For the latest local labor events, go to dclabor.org and click on calendar.
This week's labor quiz asks Who wrote "The Jungle," which exposed the harsh conditions and exploited lives of immigrants in the Chicago meatpacking industry? Was it Sinclair Lewis; John Steinbeck; Upton Sinclair; Mark Twain or Ernest Hemingway? Submit your answer at unionist.com and you could be next week's winner!
Here’s today’s labor history:
On this date in 1926, Eugene V. Debs, U.S. labor leader and socialist, died in Elmhurst, Illinois. Among his radical ideas: an 8-hour workday, pensions, workman's compensation, sick leave and social security. He ran for president from a jail cell in 1920 and got a million votes.
In 1947, Hollywood came under scrutiny as the House Un-American Activities Committee opened hearings into alleged Communist influence within the motion picture industry. Dozens of union members were among those blacklisted as a result.

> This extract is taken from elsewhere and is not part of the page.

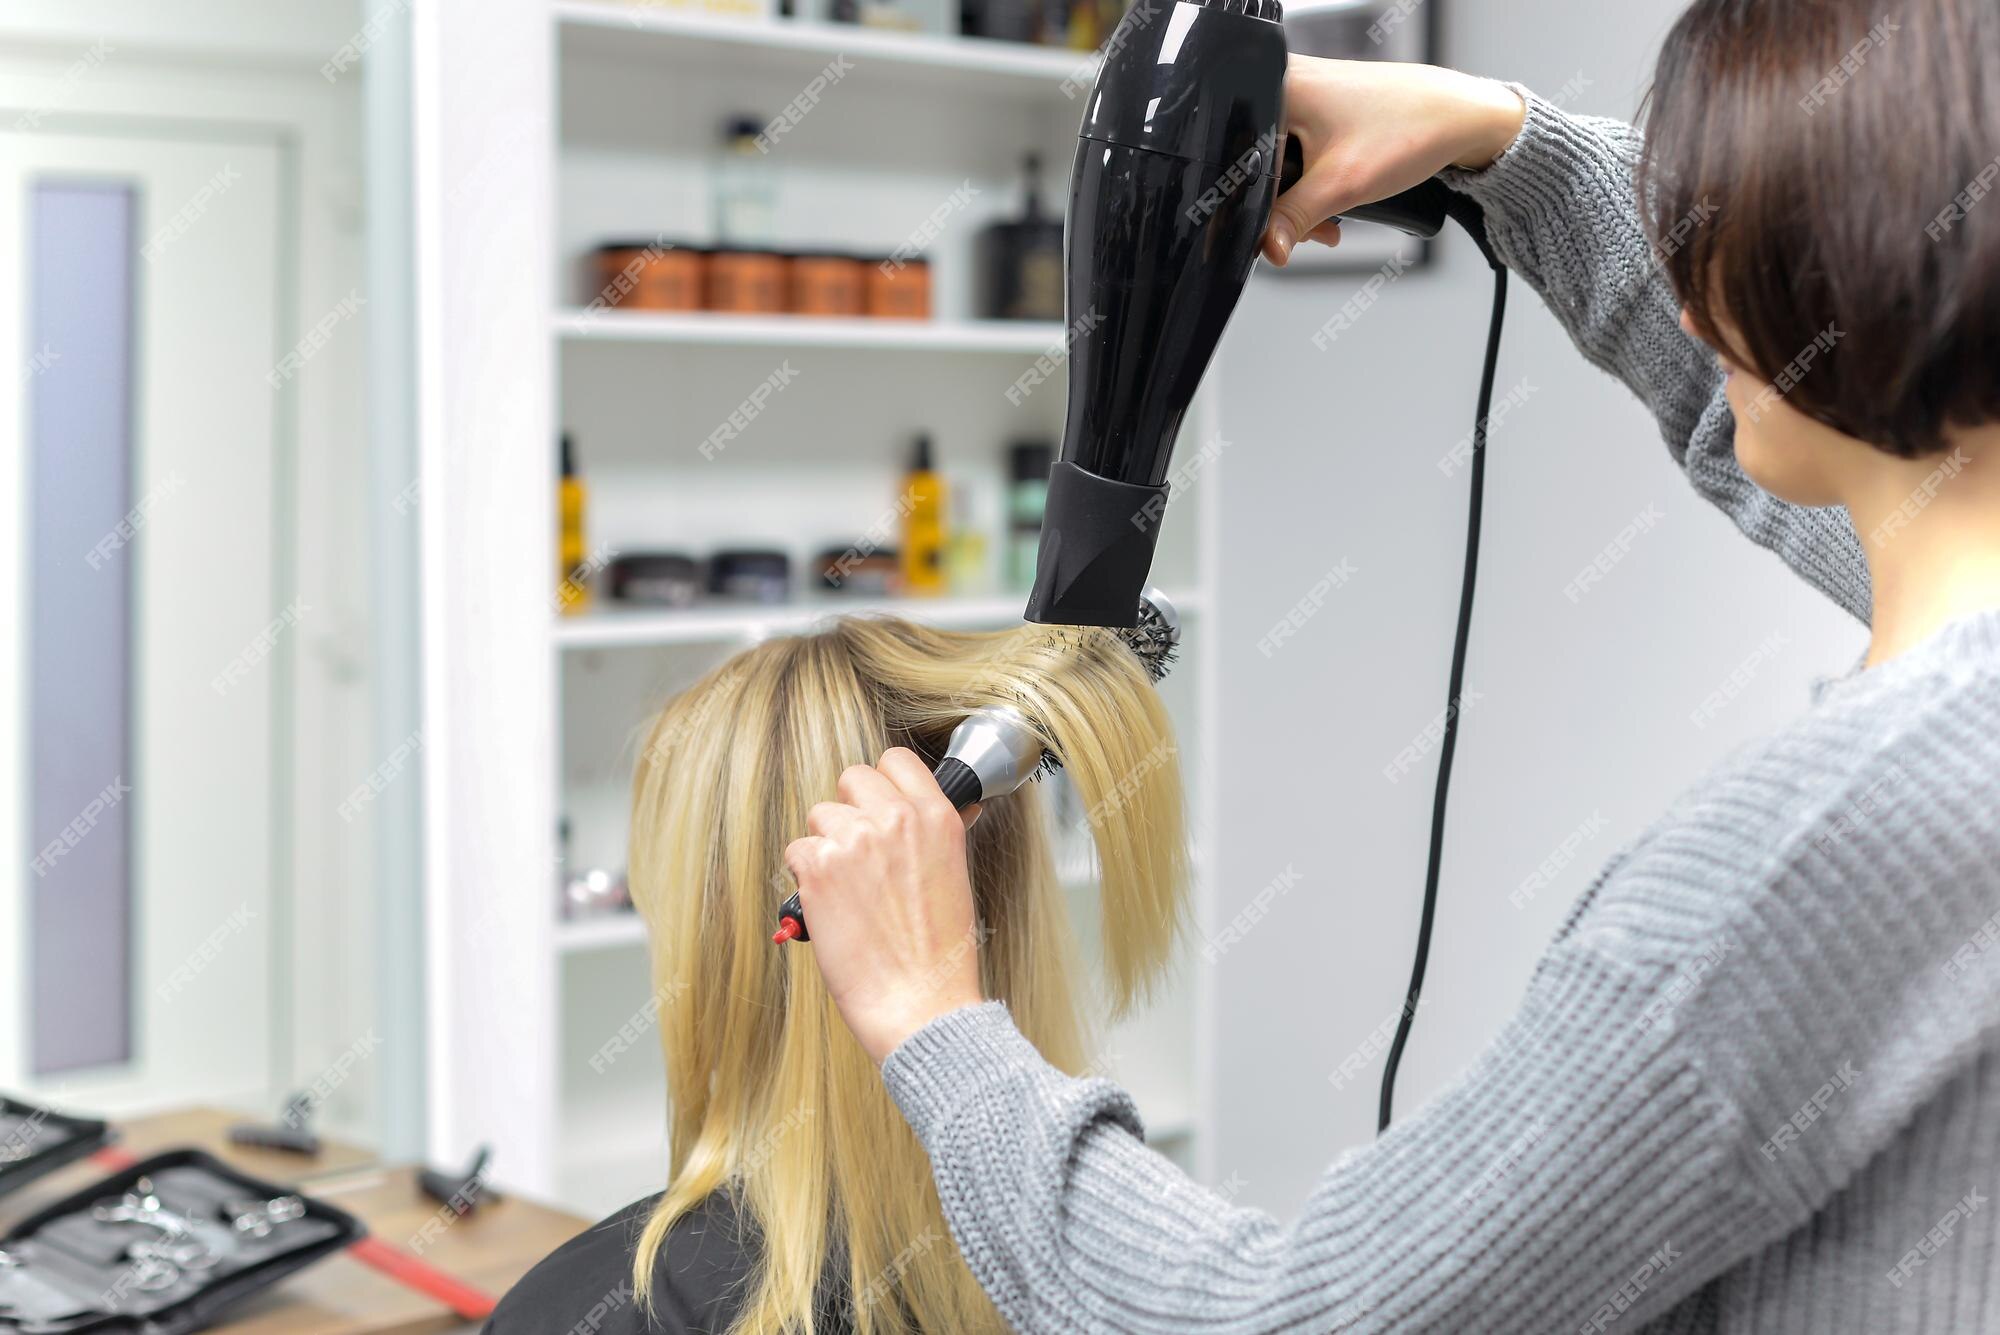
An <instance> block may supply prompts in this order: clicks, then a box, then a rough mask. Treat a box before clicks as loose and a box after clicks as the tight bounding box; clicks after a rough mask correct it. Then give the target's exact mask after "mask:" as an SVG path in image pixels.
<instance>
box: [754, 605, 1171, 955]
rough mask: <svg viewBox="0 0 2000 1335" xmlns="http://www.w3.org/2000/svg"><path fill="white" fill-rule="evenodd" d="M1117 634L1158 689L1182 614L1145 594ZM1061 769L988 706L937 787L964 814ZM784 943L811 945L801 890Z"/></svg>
mask: <svg viewBox="0 0 2000 1335" xmlns="http://www.w3.org/2000/svg"><path fill="white" fill-rule="evenodd" d="M1112 634H1116V636H1118V638H1120V640H1124V642H1126V648H1130V650H1132V658H1136V660H1138V662H1140V666H1142V668H1144V669H1146V675H1148V677H1152V681H1154V685H1158V683H1160V677H1164V675H1166V669H1168V668H1172V664H1174V656H1176V654H1178V652H1180V614H1178V612H1174V604H1172V602H1170V600H1168V596H1166V594H1162V592H1160V590H1146V594H1144V596H1142V598H1140V604H1138V620H1136V622H1134V624H1132V626H1130V628H1118V630H1116V632H1112ZM1060 767H1062V757H1060V755H1056V753H1054V751H1048V749H1044V747H1042V741H1040V739H1038V737H1036V733H1034V727H1030V725H1028V719H1026V715H1022V711H1020V709H1016V707H1014V705H986V707H982V709H974V711H972V713H968V715H966V717H964V721H960V723H958V727H954V729H952V739H950V743H948V745H946V747H944V759H940V761H938V767H936V769H932V771H930V773H932V777H934V779H938V787H942V789H944V795H946V797H950V799H952V807H956V809H960V811H964V809H966V807H970V805H972V803H974V801H986V799H988V797H1004V795H1006V793H1012V791H1014V789H1018V787H1020V785H1022V783H1026V781H1028V779H1034V777H1040V775H1042V773H1054V771H1056V769H1060ZM770 939H772V941H778V943H780V945H782V943H784V941H810V939H812V937H810V935H808V933H806V911H804V909H802V907H800V903H798V891H792V895H790V897H788V899H786V901H784V903H782V905H780V907H778V929H776V931H774V933H772V935H770Z"/></svg>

And on this date in 1980, Presidential candidate Ronald Reagan promised PATCO President Robert Poli that if the union endorsed Reagan, "I will take whatever steps are necessary to provide our air traffic controllers with the most modern equipment available and to adjust staff levels and work days so that they are commensurate with achieving a maximum degree of public safety." He got the endorsement. Nine months after the election, he fired the air traffic controllers for striking over staffing levels and working conditions.
Today’s labor quote is by Eugene V. Debs:
“Too long have the workers of the world waited for some Moses to lead them out of bondage. I would not lead you out if I could; for if you could be led out, you could be led back again. I would have you make up your minds there is nothing that you cannot do for yourselves.”